Zapisz się do newslettera

„(…) nie dano ludziom pod niebem żadnego innego imienia, w którym moglibyśmy być zbawieni”
(Dz 4, 12)

Indywidualizm, zawarty jakoś w ludzkiej naturze, przybiera w naszych czasach karykaturalne formy. Prawa jednostki wynoszone są na piedestał, ale sami prawodawcy nie zdają sobie sprawy (czy rzeczywiście nie wiedzą?), że przez to niszczą podstawowe relacje społeczne, w szczególności zaś relacje małżeńskie i rodzinne. Dotyka to również naszych odniesień do Pana Boga, który staje się o tyle ważny i akceptowany, o ile służy naszym gustom i oczekiwaniom…
Św. Piotr pod natchnieniem Ducha Świętego wygłasza krótką, ale jakże treściwą katechezę o „Jezusie Chrystusie Nazarejczyku”, w imię którego chory człowiek odzyskał zdolność chodzenia. Istotą nauki Apostoła jest jednak prawda, że tylko w tym Imieniu zawiera się zbawienie każdego człowieka. Nikt i nic poza Jezusem nie może nadać sensu naszemu życiu i wieczności. Znamienny w przepowiadaniu Piotra jest aspekt oskarżenia słuchaczy o śmierć Chrystusa i o niewiarę w Jego Osobę. Trzeba najpierw uznać swoją grzeszność, by przyjąć Ukrzyżowanego jako Boga, który chce i ma moc uwolnić człowieka od grzechu. Te wzniosłe myśli nabierają cech zwyczajności, gdy słyszymy, jak sam Pan przedstawia się jako dobry Pasterz, zatroskany o owce, zagrożone przez przewrotność wroga. Zbawiciel sam wystawia się na atak „wilka”, pozwala się poranić, a nawet zabić, wiedząc, że za cenę jego Krwi owce dotrą bezpiecznie do Ojca. Całkowicie dobrowolny dar z siebie to cena miłości, jaka stoi u źródeł misji Syna Bożego.
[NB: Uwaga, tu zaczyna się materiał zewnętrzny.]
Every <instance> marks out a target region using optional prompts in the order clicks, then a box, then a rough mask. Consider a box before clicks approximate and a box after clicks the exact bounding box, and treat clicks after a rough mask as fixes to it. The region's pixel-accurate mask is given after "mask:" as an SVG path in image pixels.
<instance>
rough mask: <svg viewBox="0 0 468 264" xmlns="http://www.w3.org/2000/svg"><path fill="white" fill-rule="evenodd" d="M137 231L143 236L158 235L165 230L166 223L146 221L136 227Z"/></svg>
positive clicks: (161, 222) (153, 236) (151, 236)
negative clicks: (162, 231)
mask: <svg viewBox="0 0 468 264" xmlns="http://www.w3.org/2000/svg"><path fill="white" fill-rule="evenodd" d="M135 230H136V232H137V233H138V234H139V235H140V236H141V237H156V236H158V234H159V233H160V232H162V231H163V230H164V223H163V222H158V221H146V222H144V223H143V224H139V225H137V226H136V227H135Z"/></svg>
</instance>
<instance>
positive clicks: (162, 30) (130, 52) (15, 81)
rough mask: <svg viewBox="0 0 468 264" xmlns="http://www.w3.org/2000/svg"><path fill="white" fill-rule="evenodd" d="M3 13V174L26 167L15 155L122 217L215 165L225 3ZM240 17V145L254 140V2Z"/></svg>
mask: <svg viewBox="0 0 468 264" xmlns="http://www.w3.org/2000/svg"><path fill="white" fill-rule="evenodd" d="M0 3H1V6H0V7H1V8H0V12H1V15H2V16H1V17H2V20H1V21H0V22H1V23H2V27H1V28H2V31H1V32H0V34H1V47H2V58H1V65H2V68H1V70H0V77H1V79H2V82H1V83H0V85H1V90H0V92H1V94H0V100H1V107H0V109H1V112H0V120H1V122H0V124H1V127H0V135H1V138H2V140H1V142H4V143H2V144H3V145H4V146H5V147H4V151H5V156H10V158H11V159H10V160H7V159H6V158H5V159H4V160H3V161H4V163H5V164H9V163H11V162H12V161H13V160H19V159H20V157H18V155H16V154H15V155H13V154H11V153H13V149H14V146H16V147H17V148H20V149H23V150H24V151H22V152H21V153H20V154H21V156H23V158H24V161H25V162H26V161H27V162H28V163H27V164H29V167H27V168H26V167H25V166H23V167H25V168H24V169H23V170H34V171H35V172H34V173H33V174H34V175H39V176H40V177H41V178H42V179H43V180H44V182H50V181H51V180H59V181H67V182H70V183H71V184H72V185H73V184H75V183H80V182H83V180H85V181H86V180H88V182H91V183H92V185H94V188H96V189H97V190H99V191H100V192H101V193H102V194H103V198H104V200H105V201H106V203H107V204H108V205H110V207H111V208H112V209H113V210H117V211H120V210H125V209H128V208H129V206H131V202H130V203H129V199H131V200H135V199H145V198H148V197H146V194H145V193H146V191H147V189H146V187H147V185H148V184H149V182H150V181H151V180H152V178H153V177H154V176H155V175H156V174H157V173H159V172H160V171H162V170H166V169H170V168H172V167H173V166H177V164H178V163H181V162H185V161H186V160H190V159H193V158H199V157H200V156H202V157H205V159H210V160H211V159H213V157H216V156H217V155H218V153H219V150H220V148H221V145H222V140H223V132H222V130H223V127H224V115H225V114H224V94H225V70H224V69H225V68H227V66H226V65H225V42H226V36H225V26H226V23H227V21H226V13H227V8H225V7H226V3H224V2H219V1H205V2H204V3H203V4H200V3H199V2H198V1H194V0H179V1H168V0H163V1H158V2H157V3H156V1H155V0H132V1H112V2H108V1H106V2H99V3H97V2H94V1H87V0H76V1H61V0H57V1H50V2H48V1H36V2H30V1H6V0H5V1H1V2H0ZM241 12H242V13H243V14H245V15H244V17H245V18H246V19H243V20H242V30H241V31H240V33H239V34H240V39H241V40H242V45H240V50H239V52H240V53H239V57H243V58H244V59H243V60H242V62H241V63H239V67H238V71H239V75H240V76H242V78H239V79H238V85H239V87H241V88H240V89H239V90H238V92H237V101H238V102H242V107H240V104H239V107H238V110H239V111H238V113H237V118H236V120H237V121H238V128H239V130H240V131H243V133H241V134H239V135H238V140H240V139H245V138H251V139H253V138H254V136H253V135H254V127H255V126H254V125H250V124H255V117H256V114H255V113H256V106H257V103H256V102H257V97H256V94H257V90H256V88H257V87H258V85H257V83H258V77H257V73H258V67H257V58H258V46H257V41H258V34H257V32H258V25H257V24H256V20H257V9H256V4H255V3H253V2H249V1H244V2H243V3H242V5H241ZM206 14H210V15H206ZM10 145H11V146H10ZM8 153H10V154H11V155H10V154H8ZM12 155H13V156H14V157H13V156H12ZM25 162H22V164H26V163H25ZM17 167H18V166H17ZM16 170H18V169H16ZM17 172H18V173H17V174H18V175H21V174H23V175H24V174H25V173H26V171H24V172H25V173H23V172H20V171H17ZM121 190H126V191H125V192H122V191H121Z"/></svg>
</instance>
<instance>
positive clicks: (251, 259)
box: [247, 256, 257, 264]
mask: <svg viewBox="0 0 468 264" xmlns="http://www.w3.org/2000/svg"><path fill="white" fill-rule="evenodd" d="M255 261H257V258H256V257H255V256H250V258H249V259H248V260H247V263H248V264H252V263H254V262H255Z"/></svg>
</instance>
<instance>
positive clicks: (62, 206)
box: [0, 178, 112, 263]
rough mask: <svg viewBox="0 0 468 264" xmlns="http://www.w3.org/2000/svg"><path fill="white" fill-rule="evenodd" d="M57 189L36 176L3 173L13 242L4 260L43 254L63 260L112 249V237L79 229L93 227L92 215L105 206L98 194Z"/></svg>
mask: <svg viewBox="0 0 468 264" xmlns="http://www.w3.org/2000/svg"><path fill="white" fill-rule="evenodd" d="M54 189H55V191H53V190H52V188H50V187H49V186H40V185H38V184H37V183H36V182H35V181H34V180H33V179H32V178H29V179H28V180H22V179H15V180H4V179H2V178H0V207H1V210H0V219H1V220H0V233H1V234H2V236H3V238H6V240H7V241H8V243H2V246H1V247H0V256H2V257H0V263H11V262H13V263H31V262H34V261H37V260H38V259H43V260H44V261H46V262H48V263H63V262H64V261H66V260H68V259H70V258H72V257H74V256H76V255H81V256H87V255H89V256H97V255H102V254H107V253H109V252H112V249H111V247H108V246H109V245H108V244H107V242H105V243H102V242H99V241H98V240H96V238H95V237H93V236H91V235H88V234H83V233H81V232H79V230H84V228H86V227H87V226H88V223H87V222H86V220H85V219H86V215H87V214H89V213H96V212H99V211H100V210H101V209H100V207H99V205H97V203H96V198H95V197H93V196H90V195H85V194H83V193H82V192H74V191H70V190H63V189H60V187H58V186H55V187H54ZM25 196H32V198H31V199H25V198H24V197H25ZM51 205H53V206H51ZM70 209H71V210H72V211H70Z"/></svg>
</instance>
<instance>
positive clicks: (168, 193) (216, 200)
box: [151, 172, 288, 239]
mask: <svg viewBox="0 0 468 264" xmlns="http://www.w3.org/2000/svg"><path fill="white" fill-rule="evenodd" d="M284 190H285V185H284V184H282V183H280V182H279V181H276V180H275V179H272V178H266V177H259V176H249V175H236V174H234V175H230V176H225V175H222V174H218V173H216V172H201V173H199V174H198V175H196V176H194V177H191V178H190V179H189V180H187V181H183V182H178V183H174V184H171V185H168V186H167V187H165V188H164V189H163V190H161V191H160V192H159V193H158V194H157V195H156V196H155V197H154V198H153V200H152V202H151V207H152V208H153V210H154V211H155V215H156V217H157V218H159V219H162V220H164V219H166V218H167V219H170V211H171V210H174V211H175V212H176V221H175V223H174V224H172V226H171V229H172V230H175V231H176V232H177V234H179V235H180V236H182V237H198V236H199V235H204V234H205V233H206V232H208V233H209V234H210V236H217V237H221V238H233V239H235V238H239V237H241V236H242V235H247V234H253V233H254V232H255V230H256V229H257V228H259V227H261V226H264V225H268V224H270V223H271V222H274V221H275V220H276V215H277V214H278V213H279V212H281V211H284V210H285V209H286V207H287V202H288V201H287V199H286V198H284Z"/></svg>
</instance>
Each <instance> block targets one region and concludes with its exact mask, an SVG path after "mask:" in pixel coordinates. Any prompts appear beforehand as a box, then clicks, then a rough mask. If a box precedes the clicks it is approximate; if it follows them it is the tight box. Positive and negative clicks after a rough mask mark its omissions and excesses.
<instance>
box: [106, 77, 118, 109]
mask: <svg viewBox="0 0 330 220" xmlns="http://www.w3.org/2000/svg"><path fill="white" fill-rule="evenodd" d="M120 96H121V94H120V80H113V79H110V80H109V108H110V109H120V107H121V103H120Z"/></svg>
Dzięki Jezusowi każdy człowiek może poznać swoje prawdziwe imię - „dziecko Boże”. Św. Jan wysławia niepojętą miłość Boga, która już została objawiona światu, ale jednocześnie w postawie ufnego oczekiwania każe nam oczekiwać ostatecznego odsłonięcia tajemnicy: „jeszcze się nie ujawniło, czym będziemy”.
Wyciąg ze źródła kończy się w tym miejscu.